Puis il frissonna, comme s’il venait d’entendre vraiment ce qu’il avait dit, et se recroquevilla de nouveau sur lui-même.

Un problème chassant l’autre, Rand trouva à un moment le courage d’attirer Egwene au fond de la salle, pour un petit entretien loin des oreilles de leurs compagnons.

— Egwene, je…

Les grands yeux noirs de la jeune fille, tels deux puits de ténèbres, l’attirant irrésistiblement – comme s’il avait pu s’y noyer et tout oublier –, Rand dut faire un effort pour continuer :

— Le Ténébreux me poursuit, Egwene. Perrin, Mat et moi sommes ses proies. Qu’importe ce que dit Moiraine Sedai ! Demain matin, Nynaeve et toi pouvez repartir pour Deux-Rivières, prendre la route de Tar Valon ou choisir une troisième destination. Personne ne vous fera d’ennuis. Les Trollocs et les Myrddraals vous laisseront tranquilles, du moins tant que vous n’êtes pas avec nous. Rentre au pays, mon amie. Ou file à Tar Valon. Mais ne t’expose pas en restant avec nous.

Normalement, la jeune fille aurait dû répondre qu’elle avait le droit d’accompagner ses amis et qu’il n’était pas habilité à lui dire que faire. Contre toute attente, elle sourit et caressa la joue du jeune berger.

— Merci, Rand… (Le jeune homme cacha de son mieux sa surprise.) Mais tu sais bien que ce n’est pas possible. Moiraine Sedai nous a parlé des visions de Min, la femme de Baerlon. Tu aurais dû me dire qui c’était, ça m’aurait épargné des… Mais n’en parlons plus ! Selon Min, Nynaeve et moi sommes impliquées dans tout ça. Pas autant que vous trois, sans doute, mais la Trame veut que nous allions voir l’Œil du Monde, c’est évident. La force qui t’entraîne dans cette aventure m’y entraîne aussi.

— Mais…

— Rand, qui est cette Elayne ?

Le jeune berger hésita un instant, puis il dit simplement la vérité :

— La Fille-Héritière du trône d’Andor.

— Si tu le prends comme ça, Rand al’Thor, explosa Egwene, je refuse de parler avec toi. Fais-moi signe quand tu consentiras à redevenir sérieux !

Stupéfié, Rand regarda son amie retourner vers la table, s’y accouder à côté de Moiraine et écouter le petit discours que tenait Lan.

Il faut que je demande à Perrin… Lui, il sait y faire avec les filles…

Maître Gill vint plusieurs fois dans la pièce. D’abord pour allumer les lampes, ensuite pour apporter le repas – de ses propres mains ! – et enfin pour faire de courts rapports sur les événements extérieurs. Des Capes Blanches encerclaient l’auberge et la surveillaient. Aux portes de la Cité Intérieure, une émeute avait éclaté. Pour la maîtriser, les Gardes Royaux avaient arrêté les porteurs de blanc et les porteurs de rouge – sans faire de discrimination. Un type avait essayé de dessiner un Croc du Dragon sur la porte de l’auberge, mais Lamgwin lui avait promptement botté les fesses.

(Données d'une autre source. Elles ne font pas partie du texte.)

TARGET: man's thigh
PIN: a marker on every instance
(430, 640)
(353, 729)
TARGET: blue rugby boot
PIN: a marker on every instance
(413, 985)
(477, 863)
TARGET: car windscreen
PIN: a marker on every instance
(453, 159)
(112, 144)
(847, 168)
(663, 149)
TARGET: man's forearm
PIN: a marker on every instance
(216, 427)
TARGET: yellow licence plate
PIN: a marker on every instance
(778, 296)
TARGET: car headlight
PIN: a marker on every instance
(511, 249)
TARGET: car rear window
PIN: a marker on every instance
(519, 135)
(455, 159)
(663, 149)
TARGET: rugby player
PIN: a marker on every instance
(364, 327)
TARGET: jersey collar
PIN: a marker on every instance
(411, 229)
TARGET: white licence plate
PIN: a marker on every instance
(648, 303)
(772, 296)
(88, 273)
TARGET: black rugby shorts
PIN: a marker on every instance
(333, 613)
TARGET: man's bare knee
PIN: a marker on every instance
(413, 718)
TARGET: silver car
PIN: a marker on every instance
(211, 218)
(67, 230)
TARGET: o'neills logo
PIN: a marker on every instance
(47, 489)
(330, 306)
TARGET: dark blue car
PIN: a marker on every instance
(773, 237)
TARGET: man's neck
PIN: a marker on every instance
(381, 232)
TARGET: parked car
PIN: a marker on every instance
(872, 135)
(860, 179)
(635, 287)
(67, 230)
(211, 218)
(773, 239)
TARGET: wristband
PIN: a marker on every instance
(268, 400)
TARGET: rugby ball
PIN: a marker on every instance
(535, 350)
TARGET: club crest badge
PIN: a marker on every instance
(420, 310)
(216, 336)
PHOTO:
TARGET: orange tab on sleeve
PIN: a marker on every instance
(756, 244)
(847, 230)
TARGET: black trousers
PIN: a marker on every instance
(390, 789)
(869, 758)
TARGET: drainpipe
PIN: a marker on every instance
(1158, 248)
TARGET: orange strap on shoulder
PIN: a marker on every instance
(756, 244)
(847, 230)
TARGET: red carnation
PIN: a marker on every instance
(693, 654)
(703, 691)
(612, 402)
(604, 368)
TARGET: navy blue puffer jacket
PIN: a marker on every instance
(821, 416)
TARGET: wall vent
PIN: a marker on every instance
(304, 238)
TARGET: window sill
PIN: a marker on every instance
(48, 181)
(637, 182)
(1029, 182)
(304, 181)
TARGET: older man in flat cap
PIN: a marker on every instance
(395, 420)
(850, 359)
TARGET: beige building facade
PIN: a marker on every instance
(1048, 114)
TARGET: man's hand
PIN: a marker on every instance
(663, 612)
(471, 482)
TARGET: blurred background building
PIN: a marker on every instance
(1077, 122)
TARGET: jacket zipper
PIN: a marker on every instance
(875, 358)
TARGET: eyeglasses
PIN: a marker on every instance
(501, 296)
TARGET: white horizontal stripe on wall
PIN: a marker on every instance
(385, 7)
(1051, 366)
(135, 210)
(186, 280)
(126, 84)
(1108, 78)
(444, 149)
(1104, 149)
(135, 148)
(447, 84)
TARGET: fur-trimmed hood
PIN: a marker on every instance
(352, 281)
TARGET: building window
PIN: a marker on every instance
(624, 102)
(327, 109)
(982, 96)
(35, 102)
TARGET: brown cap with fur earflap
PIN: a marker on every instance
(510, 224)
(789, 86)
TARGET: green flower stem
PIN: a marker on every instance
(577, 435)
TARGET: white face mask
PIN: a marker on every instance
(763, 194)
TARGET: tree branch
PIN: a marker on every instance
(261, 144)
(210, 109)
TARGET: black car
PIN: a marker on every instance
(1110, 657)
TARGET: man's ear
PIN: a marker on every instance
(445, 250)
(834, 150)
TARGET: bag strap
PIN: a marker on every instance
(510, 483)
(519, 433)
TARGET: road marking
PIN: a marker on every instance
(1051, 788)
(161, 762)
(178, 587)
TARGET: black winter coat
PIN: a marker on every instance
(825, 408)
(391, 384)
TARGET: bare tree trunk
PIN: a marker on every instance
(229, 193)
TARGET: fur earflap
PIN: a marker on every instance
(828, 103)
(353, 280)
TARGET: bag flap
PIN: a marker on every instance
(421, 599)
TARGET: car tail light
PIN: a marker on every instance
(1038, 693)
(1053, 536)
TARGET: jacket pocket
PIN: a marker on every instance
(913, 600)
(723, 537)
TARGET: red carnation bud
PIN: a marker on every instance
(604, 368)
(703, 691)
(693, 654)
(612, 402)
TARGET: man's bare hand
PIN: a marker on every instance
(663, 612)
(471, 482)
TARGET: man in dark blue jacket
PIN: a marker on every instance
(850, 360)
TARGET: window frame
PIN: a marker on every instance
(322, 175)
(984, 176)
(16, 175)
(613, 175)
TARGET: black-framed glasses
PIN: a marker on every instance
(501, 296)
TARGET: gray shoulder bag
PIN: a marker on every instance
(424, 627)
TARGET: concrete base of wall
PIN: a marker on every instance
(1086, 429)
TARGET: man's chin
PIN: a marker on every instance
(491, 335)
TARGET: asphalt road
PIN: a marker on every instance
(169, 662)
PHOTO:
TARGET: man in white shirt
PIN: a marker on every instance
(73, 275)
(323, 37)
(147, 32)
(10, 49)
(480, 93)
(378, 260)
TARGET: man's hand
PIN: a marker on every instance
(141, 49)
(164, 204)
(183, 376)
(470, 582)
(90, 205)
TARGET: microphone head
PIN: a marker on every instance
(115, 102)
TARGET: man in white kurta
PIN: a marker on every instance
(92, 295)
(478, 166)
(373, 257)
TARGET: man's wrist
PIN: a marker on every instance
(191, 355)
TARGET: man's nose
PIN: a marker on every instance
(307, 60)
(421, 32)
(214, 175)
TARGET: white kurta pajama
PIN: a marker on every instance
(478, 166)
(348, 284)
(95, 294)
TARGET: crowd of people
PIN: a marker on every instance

S’il jugea étrange que Loial soit avec ses « hôtes d’honneur », l’aubergiste n’eut pas l’outrecuidance de le montrer. Répondant aux quelques questions que lui posa Moiraine, il ne tenta pas d’en profiter pour savoir ce qui se tramait. À chaque venue, il frappait à la porte et attendait que Lan vienne lui ouvrir, comme s’il ne s’était pas agi de son auberge et de sa bibliothèque. Au terme de sa dernière visite, Moiraine lui remit la liste rédigée par Nynaeve.

— En pleine nuit, ça ne va pas être facile, dit-il, mais je me débrouillerai pour vous procurer tout ça.

— Parfait, fit Moiraine en tendant à l’aubergiste une bourse bien dodue. Fais-nous réveiller avant l’aube, mon ami. Les espions seront moins vigilants, à ce moment de la journée.

— Ils n’y verront que du feu, Aes Sedai ! assura maître Gill. Nous les laisserons surveiller une boîte vide !

Quand tous sortirent avec l’intention de se laver, puis de se coucher, Rand bâillait à s’en décrocher la mâchoire. Plus tard, tandis qu’il se nettoyait, un morceau de chiffon rugueux dans une main et un pain de savon dans l’autre, ses yeux se posèrent sur le tabouret où Mat avait laissé ses vêtements. Le bout du fourreau de la dague maudite dépassait de sous la veste soigneusement pliée du jeune homme. Le Champion y jetait également de fréquents coups d’œil. Selon Moiraine, être à proximité de cette arme ne présentait aucun danger – mais en était-elle si sûre que ça ?

— Vous pensez que mon père en croira ses oreilles ? demanda soudain Mat en se frottant énergiquement le dos avec une brosse à long manche. Moi, sauver le monde ? Ma sœur hésiterait entre éclater en sanglots et se plier en deux de rire !

C’était du Mat tout craché. Le bon vieux Mat que Rand connaissait depuis toujours. Si seulement il avait pu oublier cette dague…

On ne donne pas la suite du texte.